ESPN has had plenty of hours of fishing tournaments, and it's very pretty on the lake where the guys are catching fish very easily. I thought they would be sitting in their boats and just reeling in those catches, but it seems they stand for hours to get the number of pounds to be a winner. If they make a catch but it is too small, it doesn't go in with their treasure chest. And they watch for any thing that might give them an advantage in catching the prize fish, the movement of any nearby vessels, the way the sun is hitting certain spots. One of the winners last week was from Japan, and I certainly didn't know the Japanese liked to fish in a competitive way. I guess I thought it was strictly an American sport. 

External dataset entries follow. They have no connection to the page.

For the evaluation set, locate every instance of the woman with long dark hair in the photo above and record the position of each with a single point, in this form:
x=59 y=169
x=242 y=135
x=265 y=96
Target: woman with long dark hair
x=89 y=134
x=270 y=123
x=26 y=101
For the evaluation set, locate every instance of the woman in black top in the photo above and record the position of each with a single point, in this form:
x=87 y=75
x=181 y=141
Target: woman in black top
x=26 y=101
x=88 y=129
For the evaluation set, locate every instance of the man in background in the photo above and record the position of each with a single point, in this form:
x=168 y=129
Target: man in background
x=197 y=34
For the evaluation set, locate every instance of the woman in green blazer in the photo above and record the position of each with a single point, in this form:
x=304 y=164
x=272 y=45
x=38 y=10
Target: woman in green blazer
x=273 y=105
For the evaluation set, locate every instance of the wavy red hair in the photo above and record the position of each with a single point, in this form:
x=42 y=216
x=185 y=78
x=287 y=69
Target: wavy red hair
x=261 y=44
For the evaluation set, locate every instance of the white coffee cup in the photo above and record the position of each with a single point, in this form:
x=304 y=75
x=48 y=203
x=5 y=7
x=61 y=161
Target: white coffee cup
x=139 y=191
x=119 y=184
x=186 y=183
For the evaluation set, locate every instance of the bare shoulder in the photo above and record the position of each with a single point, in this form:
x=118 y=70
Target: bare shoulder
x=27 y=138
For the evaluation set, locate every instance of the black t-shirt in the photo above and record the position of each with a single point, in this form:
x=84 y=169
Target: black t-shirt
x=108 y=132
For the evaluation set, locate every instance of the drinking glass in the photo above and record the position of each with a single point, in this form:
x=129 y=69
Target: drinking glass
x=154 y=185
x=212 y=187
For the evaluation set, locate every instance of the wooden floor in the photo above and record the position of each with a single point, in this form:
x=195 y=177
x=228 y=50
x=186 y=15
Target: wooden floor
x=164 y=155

But there are plenty of things I don't know. When Ben was little and just learning to put words into sentences, he did a great job except for "L" sound. Some words like "ladder" came out almost "yadder" because it was more like a "y". I knew with time he would get it straight because all toddlers do, but those darn "L" words were hard. One day I was looking at a family picture book and pointed to his cousin Laura Lyn. If you have trouble with an "L" sound, that will get you, so his "Yara Yen" was not quite right. I decided I could be a good speech therapist, so I put his sweet little face in both my hands, looked in his eyes, and said, "La...La...Laura.  La...La...Laura." He looked at me with his pretty eyes that were not brown even though my mother-in-law was sure they were going to turn and smiled back at me. "Aha," I thought. I know some of the things I've read in books about speech are going to be helpful. Later in the afternoon Ben was trying to get a ball out from under the couch where it had rolled. He needed my attention, and I was watching "As The World Turns" which takes all your efforts. He came up to me, held my face in his hands, looked in my eyes, and said, "Ya...Ya...Yara. Ya..Ya...Yara." So I thought I had taught him how to make a new sound, and he thought I was just making an emphatic point of some kind. 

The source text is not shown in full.